Shocking news in The Times  (£) this morning, as it is revealed that Britain is paying professional aid staff up to £1,000 a day as part of a “spending frenzy” to meet the Government’s 0.7 per cent of GDP spending target.

Far from supporting those most in need, spending on consultants has doubled in the past four years to £1.4 billion – more than 10 per cent of the overall aid budget. The Times investigation found that hundreds of “team leaders” on aid projects earn at least £120,000 a year when accommodation and expenses are taken into account.

Consultants are said to offer “blue skies thinking” about how to deliver aid on the ground, but even those in the industry have expressed significant scepticism about their role – one recent blog suggested that “most consultants are rubbish. The majority simply don’t add much value.”

The Times also reveals that Britain gives more than half of its £12 billion aid budget to international agencies – thus ceding control of how the money is spent.

We do not have space or time to delve into the morality or otherwise of foreign aid.

But it is becoming increasingly apparent, as we predicted, that the arbitrary target to spend 0.7 per cent of GDP on foreign aid has led to all sorts of (presumably) unintended consequences.

The National Audit Office has already delivered its verdict. At the end of 2013, a rush to spend money to hit the target resulted in the Department for International Development (DfID) had to find £1 billion-worth of projects in just two months. Unsurprisingly, this didn’t produce the most efficient spending.

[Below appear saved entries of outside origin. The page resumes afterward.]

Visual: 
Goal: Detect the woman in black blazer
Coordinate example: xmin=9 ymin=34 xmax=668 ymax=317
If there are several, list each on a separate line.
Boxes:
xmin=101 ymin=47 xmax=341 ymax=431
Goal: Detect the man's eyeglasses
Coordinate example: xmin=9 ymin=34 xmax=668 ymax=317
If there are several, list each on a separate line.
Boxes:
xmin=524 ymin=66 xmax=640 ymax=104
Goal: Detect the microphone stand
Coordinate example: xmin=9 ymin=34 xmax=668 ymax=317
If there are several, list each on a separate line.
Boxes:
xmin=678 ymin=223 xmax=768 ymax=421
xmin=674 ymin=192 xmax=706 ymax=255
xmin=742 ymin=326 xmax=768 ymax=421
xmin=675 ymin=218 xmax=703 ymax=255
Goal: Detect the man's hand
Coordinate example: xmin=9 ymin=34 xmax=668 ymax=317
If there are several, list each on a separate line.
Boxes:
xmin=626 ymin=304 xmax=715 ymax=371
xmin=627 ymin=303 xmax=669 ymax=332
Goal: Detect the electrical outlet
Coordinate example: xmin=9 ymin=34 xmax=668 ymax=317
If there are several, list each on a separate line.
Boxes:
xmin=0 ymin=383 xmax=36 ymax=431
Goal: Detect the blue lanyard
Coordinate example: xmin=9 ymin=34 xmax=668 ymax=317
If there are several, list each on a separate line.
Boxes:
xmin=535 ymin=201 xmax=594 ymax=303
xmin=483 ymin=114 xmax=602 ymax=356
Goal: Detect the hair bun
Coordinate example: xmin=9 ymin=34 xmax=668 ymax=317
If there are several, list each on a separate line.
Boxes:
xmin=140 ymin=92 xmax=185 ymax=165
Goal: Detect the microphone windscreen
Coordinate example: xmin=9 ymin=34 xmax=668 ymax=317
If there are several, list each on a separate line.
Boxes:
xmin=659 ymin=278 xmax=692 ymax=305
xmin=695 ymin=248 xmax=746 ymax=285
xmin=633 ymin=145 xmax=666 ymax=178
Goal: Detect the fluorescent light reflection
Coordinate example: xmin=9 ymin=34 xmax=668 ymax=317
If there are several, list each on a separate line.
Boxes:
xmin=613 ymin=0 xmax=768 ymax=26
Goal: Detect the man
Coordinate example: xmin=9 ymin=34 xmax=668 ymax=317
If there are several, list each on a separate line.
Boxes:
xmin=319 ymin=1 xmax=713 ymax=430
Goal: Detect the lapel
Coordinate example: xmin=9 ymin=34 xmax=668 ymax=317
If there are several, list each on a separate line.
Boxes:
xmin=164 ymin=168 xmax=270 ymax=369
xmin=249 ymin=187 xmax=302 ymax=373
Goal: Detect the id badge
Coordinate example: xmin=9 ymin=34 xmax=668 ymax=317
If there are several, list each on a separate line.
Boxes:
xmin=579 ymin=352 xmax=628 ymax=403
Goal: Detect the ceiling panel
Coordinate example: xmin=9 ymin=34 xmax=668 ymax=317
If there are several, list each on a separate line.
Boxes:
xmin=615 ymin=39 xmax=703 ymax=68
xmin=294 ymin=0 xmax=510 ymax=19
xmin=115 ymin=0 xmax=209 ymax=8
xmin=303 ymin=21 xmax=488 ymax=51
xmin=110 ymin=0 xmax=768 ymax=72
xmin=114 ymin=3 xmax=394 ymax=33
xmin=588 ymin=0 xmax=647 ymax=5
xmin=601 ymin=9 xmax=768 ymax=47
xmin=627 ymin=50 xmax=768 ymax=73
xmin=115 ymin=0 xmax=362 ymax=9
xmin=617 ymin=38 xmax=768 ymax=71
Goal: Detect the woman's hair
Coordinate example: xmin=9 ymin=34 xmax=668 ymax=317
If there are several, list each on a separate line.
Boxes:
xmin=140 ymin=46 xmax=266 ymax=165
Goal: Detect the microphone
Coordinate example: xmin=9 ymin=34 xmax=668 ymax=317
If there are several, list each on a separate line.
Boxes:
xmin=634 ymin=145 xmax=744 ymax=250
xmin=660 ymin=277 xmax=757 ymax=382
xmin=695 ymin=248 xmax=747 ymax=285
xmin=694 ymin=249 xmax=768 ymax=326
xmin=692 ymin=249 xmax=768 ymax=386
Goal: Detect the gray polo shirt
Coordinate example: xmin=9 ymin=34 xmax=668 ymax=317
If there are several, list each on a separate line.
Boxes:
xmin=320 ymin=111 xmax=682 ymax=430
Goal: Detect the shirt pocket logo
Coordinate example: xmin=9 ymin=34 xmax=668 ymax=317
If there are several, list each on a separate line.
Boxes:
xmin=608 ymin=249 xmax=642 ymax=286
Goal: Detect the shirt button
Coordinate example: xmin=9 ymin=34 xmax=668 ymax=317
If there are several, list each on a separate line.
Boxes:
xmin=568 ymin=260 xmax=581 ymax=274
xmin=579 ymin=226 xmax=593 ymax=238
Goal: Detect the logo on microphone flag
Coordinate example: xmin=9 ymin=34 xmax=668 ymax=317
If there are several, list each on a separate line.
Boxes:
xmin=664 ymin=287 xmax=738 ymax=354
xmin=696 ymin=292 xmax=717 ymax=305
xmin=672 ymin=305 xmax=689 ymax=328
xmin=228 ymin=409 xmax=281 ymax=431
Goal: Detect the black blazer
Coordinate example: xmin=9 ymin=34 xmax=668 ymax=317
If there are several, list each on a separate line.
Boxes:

Too often in the public sector, success is measured by inputs rather than outputs. Spending money in and of itself is inherently a good thing, regardless of whether it actually delivers results on the ground. That is nowhere more true than in foreign aid.

And don’t just take our word for it. Gordon Bridger, a former aid official, describes DfID as a “juggernaut out of control.” Garth Glentworth, another who has spent a career administering aid, says that “DfID’s obese budget means it has to get the money out of the door as quickly as possible.”

There is nothing intrinsically wrong with foreign aid. There are sound arguments for effective spending abroad, both morally and on a practical basis. But giving a Government department a minimum spend, ringfencing the budget and measuring efficacy only by how much is spent, is policy lunacy. Taxpayers deserve better.